0421 GMT February 21, 2020
The Senate needed 60 votes in order for it to move ahead with the House bill, however, the vote was 57-42 early on Saturday, Press TV reported.
Now, the government is required to gain court approval if it needs phone records from companies on a case-by-case basis.
This came as a major blow to the White House, which has been pressurizing the Senate to back the House bill.
The supporters of the bill in the House issued a statement on Friday, saying they would reject proposals being floated in the Senate on the same day.
The House bill “is a carefully crafted compromise that has been worked on for nearly two years and was passed overwhelmingly in the House,” the House Judiciary Committee’s chairman, Bob Goodlatte (R., Va.) and top Democrat, John Conyers of Michigan as well as two other lawmakers said in the statement.
“The short-term extensions and other proposals being discussed in the Senate don’t have the support to pass in the House of Representatives.”
The Senate also rejected a short-term extension of the USA Patriot Act which will expire on June 1. The vote was 45-54, which again fell short of the 60-vote threshold.
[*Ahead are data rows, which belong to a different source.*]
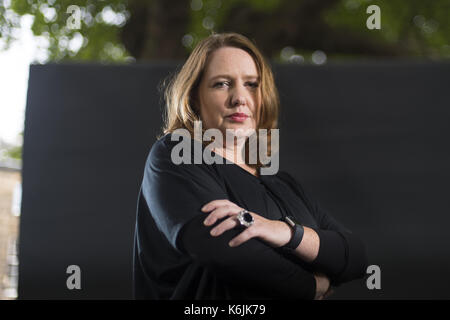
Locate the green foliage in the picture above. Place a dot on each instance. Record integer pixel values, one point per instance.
(415, 27)
(97, 38)
(421, 26)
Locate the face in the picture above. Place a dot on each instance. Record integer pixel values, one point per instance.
(229, 92)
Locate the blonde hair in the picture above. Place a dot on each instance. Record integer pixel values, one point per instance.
(181, 91)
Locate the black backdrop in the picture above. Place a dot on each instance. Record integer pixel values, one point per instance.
(370, 141)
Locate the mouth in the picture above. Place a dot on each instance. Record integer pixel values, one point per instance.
(238, 117)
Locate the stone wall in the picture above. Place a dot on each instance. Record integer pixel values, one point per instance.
(10, 188)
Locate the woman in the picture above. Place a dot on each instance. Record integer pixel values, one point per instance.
(225, 231)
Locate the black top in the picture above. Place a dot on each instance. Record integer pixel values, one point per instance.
(175, 257)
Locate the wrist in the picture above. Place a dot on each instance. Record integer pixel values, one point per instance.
(296, 234)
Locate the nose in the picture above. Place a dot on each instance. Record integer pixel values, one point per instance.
(237, 101)
(238, 97)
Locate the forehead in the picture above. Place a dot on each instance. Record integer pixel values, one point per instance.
(232, 61)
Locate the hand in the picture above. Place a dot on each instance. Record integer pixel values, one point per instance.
(275, 233)
(323, 289)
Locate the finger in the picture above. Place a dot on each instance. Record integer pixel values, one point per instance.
(244, 236)
(220, 213)
(228, 224)
(216, 203)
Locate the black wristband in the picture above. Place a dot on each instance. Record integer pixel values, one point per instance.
(297, 234)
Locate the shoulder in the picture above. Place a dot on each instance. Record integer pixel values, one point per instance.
(160, 152)
(294, 185)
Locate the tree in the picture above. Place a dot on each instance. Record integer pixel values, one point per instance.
(121, 30)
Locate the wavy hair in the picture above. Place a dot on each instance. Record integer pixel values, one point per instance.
(181, 90)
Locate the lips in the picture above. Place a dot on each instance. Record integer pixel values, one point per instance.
(238, 116)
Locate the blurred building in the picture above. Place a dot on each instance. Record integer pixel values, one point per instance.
(10, 199)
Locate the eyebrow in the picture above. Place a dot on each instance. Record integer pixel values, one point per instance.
(229, 77)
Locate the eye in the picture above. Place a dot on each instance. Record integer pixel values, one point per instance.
(254, 84)
(219, 84)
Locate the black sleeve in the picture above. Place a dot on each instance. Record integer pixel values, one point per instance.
(342, 255)
(175, 195)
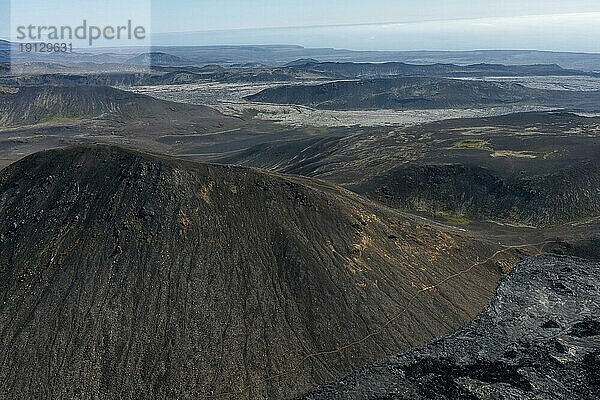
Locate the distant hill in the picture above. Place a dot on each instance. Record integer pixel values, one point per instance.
(157, 59)
(29, 105)
(154, 277)
(420, 93)
(480, 194)
(395, 69)
(302, 62)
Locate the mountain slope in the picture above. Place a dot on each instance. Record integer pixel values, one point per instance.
(129, 275)
(398, 69)
(538, 339)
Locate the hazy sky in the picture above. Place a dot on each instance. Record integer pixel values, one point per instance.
(392, 24)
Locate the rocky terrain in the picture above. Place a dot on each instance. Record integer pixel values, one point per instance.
(124, 274)
(422, 93)
(535, 169)
(477, 193)
(538, 339)
(351, 70)
(30, 105)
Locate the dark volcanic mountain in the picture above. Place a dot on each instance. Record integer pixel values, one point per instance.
(129, 275)
(538, 339)
(421, 93)
(477, 193)
(28, 105)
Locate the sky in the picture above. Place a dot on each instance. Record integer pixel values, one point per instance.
(361, 25)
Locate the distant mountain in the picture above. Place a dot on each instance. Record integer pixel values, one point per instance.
(302, 62)
(154, 277)
(479, 194)
(28, 105)
(538, 339)
(394, 69)
(420, 93)
(157, 59)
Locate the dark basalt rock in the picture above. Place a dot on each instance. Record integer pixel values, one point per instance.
(532, 342)
(130, 275)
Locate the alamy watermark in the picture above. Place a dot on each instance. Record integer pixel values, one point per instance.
(84, 32)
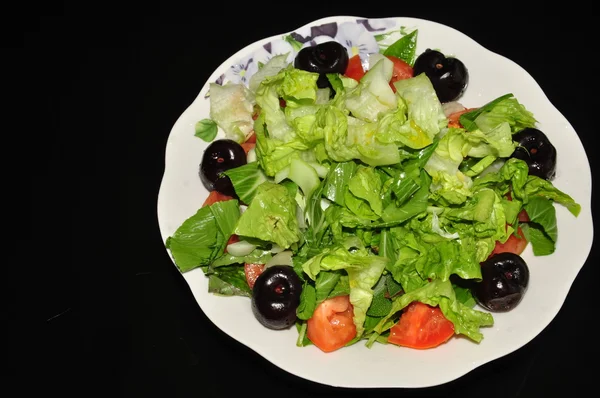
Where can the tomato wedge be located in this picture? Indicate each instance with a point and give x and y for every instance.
(248, 146)
(214, 197)
(331, 327)
(252, 272)
(354, 69)
(421, 326)
(251, 138)
(402, 70)
(513, 244)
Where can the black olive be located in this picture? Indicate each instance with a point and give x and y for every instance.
(219, 156)
(275, 297)
(505, 277)
(537, 151)
(328, 57)
(448, 75)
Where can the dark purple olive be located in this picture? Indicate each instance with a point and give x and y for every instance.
(448, 75)
(537, 151)
(219, 156)
(323, 58)
(275, 297)
(505, 277)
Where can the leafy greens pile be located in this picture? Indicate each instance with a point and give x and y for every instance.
(370, 193)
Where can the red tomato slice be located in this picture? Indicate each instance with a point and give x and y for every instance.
(421, 326)
(248, 146)
(355, 69)
(513, 244)
(252, 272)
(402, 70)
(331, 326)
(251, 138)
(214, 197)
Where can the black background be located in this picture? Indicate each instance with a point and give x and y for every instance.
(96, 306)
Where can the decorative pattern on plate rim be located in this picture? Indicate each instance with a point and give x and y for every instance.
(361, 36)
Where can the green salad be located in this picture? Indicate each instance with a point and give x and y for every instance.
(362, 208)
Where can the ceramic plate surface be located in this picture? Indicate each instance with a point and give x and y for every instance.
(490, 75)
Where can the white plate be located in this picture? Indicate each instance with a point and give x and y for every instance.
(491, 75)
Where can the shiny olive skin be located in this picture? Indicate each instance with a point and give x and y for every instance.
(221, 155)
(537, 151)
(276, 296)
(505, 277)
(323, 58)
(448, 75)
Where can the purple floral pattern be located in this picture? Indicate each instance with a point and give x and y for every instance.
(357, 36)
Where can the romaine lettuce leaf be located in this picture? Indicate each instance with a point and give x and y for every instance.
(271, 216)
(232, 107)
(203, 237)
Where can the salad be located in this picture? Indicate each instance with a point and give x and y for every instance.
(357, 200)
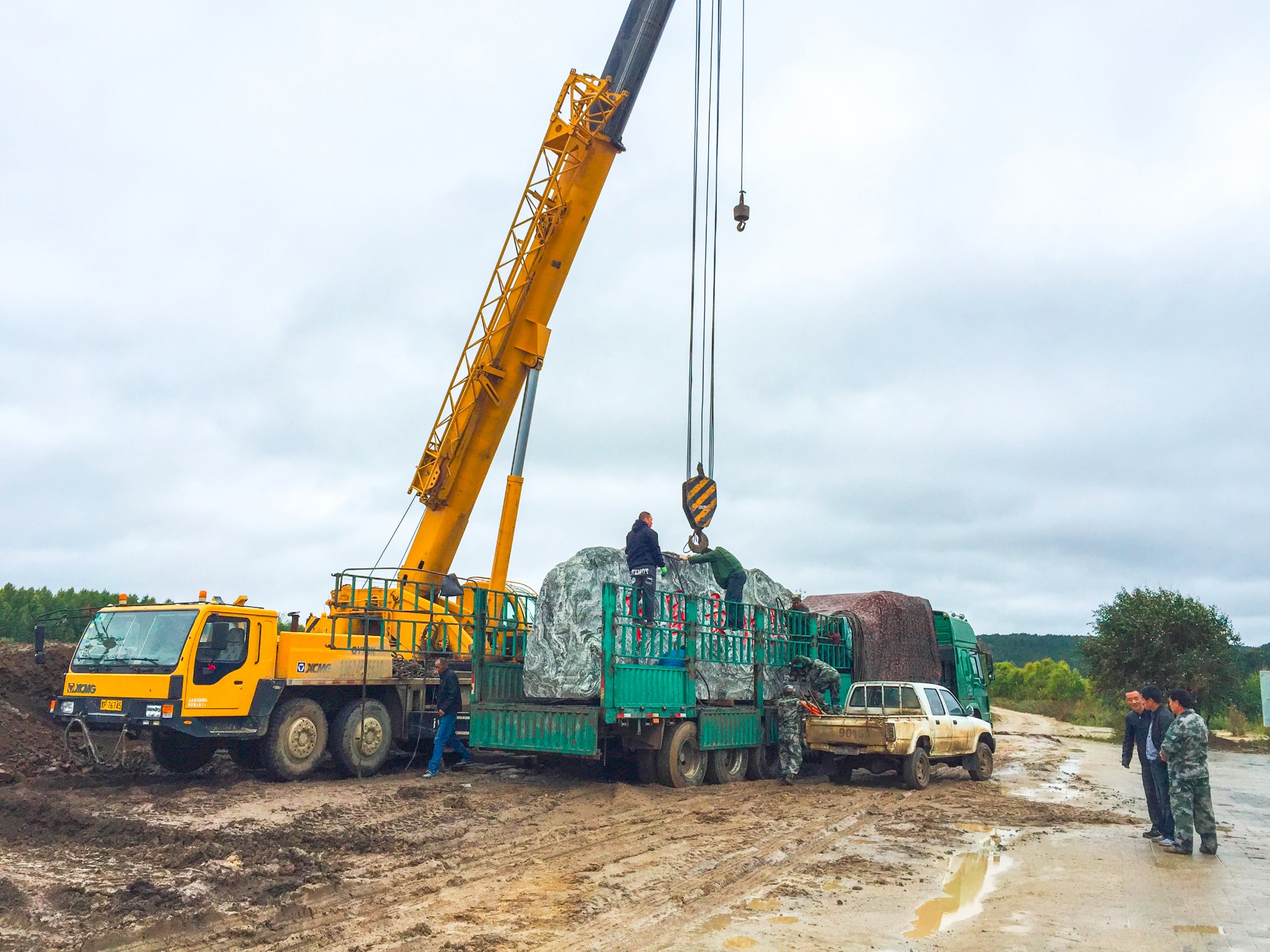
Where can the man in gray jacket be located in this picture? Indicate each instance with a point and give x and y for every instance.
(1157, 719)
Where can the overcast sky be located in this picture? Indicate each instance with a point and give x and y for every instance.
(996, 335)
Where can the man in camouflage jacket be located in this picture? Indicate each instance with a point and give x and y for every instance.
(821, 676)
(1185, 751)
(789, 731)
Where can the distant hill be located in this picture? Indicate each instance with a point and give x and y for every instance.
(1020, 648)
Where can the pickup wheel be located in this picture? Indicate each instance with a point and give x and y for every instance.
(680, 762)
(180, 753)
(296, 739)
(361, 738)
(980, 763)
(917, 770)
(765, 763)
(727, 765)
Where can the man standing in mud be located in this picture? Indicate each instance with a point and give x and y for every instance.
(789, 733)
(1185, 751)
(1137, 723)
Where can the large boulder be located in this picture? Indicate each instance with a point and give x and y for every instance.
(563, 654)
(893, 635)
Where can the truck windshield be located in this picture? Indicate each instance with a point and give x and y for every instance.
(134, 640)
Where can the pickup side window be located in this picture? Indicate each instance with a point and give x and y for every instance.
(221, 649)
(933, 699)
(951, 703)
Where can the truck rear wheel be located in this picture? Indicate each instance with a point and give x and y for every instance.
(727, 765)
(980, 763)
(180, 753)
(765, 763)
(296, 739)
(362, 735)
(917, 770)
(680, 762)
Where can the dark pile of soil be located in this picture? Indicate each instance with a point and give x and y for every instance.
(30, 741)
(897, 637)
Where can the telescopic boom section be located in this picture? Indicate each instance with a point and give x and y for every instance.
(510, 335)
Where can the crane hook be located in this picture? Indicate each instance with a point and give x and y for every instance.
(741, 214)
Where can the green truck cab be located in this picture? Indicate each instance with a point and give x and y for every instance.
(966, 666)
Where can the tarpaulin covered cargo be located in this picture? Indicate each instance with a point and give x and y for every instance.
(563, 654)
(893, 635)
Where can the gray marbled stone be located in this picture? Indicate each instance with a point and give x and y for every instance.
(563, 654)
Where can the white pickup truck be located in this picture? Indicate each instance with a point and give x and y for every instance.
(902, 726)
The Patriot Act allows the NSA to collect any telephone and business records relevant to a counterterrorism investigation.
The extent of the NSA’s spying activities was revealed in June 2013, when Edward Snowden, a former contractor, began leaking classified intelligence documents.
The disclosures revealed that the NSA had been collecting the phone records of millions of Americans and foreign nationals as well as political leaders around the world.